Toronto Fights Three-Alarm Warehouse Fire*
Two large warehouses at the corner of Jarvis and Adelaide streets in Toronto, Canada, were destroyed and other property damaged by a stubborn fire that threatened the entire block and gave the city’s fire-fighters over eight hours strenuous work. The fire, of undetermined origin, was discovered when an explosion blew out windows of three-story structures housing a printing plant and produce warehouse on the Jarvis street side shortly after midnight.
The fire, of undetermined origin, was discovered when an explosion blew out windows of three-story structures housing a printing plant and produce warehouse on the Jarvis street side shortly after midnight. The buildings were over 100 years old and were constructed of wood and brick, with heavy wood beams.
When the first section of firemen arrived from the Lombard street fire station, only a block from the fire, the entire district was filled with smoke and flames were issuing from second floor windows.
District Chief Taylor quickly ordered a second alarm, which was transmitted from high pressure box 24, Jarvis and King streets. This brought additional forces, together with Deputy Chief Albert Steen, District Chiefs William Culling, James Stevens and Eugene Torpy.

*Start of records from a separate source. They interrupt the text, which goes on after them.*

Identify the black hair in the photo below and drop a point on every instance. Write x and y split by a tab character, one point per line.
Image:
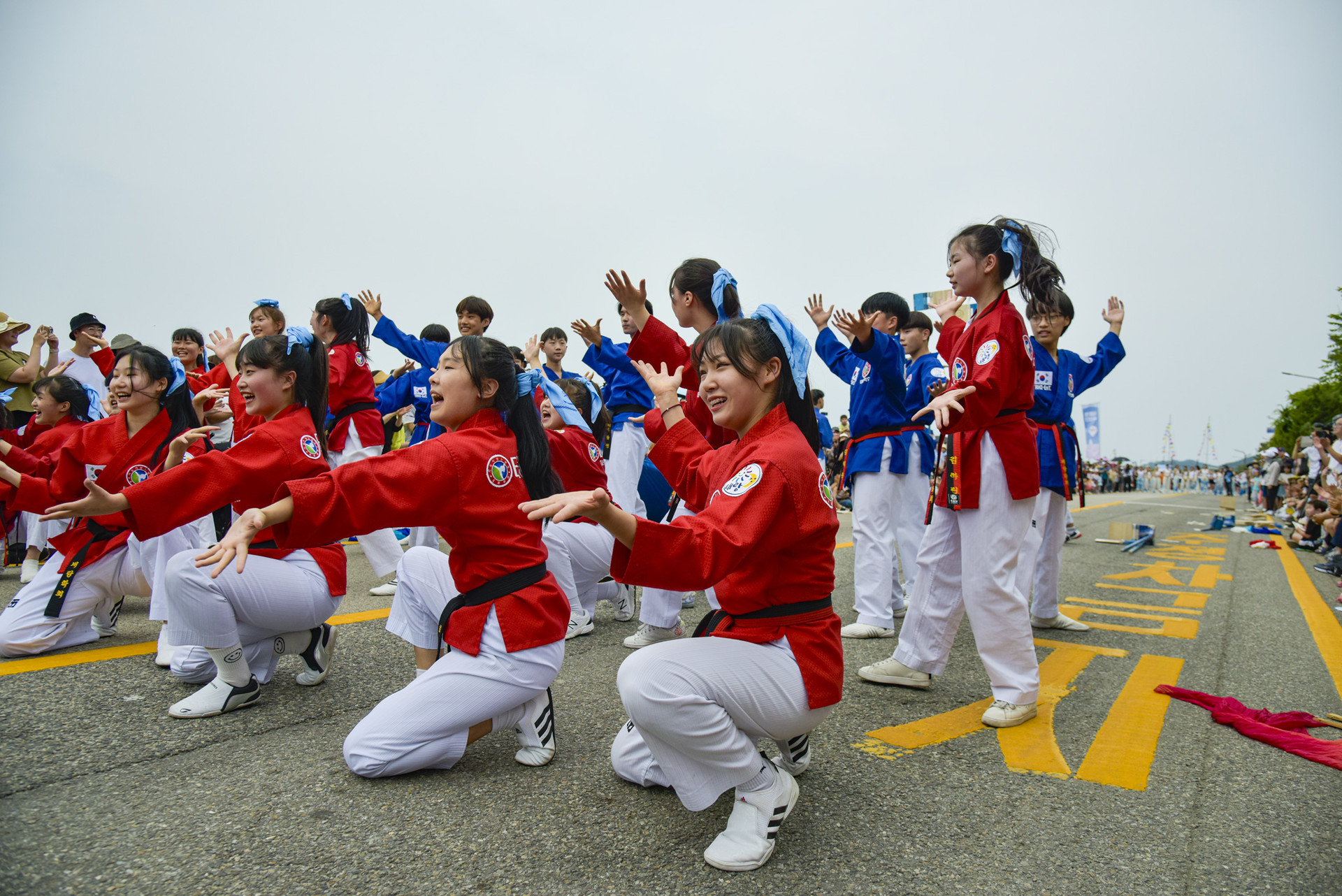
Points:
889	303
582	398
748	344
154	365
435	333
1039	277
918	321
477	306
66	389
310	373
351	324
194	335
695	275
486	359
647	303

Two hose lines were taken into the building from Jarvis and two from the Adelaide street sides, while other streams were directed into the structures from the street level. An effort to use aerial ladders was complicated by the numerous high tension power lines and transformers located close to the burning buildings.

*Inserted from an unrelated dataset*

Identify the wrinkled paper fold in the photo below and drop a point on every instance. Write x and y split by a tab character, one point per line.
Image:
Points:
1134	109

The first alarm was received at 12:48 A.M. and by 1:15 A.M. twenty streams were being operated on the fire from every vantage point. This heavy concentration of water, together with the weighty contents of some of the occupancies, threatened to collapse floors and walls and firemen were ordered from the structures, to fight the fire from the exteriors. The north wall of the brass foundry and part of the printing plant, on the Adelaide street side, bulged under the tons of water, and firemen were ordered withdrawn to a safe distance by Deputy Chief Steen. Shortly afterwards the roof and a part of the wall caved in, at which time the fire gained added headway. A third alarm was sent in by Chief Steen at this time (1:22 A.M.) which brought Fire Chief Peter Herd and reinforcements. Additional lines were brought into play from adjoining roofs and the fire was confined to the two main buildings.
By 3:00 A.M., over 100 firemen and nineteen pieces of apparatus were operating at the scene. At about 4:45 A.M. the blaze was under control and some companies were returned to their stations. At 8:30 A.M. a single hose truck and crew remained and this force picked up at about 4:00 P.M.
Only one fireman was injured, and he not seriously, as a result of a fall from a ladder. He was given first aid on the spot by Dr. Ralph, fire department doctor, and removed to St. Michaels hospital.
*Based on information supplied by J. K. Lee, Toronto correspondent.
Additional police were summoned to control the large crowds of spectators and maintain traffic. The loss was estimated at $100,000.
The chronology of alarms and response was as follows:
12:48 A.M.—Telephone alarm: Engs. 4. 5; Ladder 5 (aerial); High Pressure 2: District Chief Percy Taylor.
12:52 A.M.—Second alarm: Engs. 1, 3, 7. 30; Squad 1; High Pressure 1; Ladders 1 (aerial), 7; Gasoline Suply Truck; Deputy Chief teen; District Chiefs, W. Culling, J. Stevens; Dr. Ralph; Chief of Motor Division; Emergency cars of gas and hydroelectric company.
1:22 A.M.—Third alarm: Engs. 2, 10, 11; Ladders 2, 10 (aerials); Chief Peter Herd; Fire Marshal Sam Hill.
A total of twenty 21/2-in hose lines, together with four high pressure lines, were used.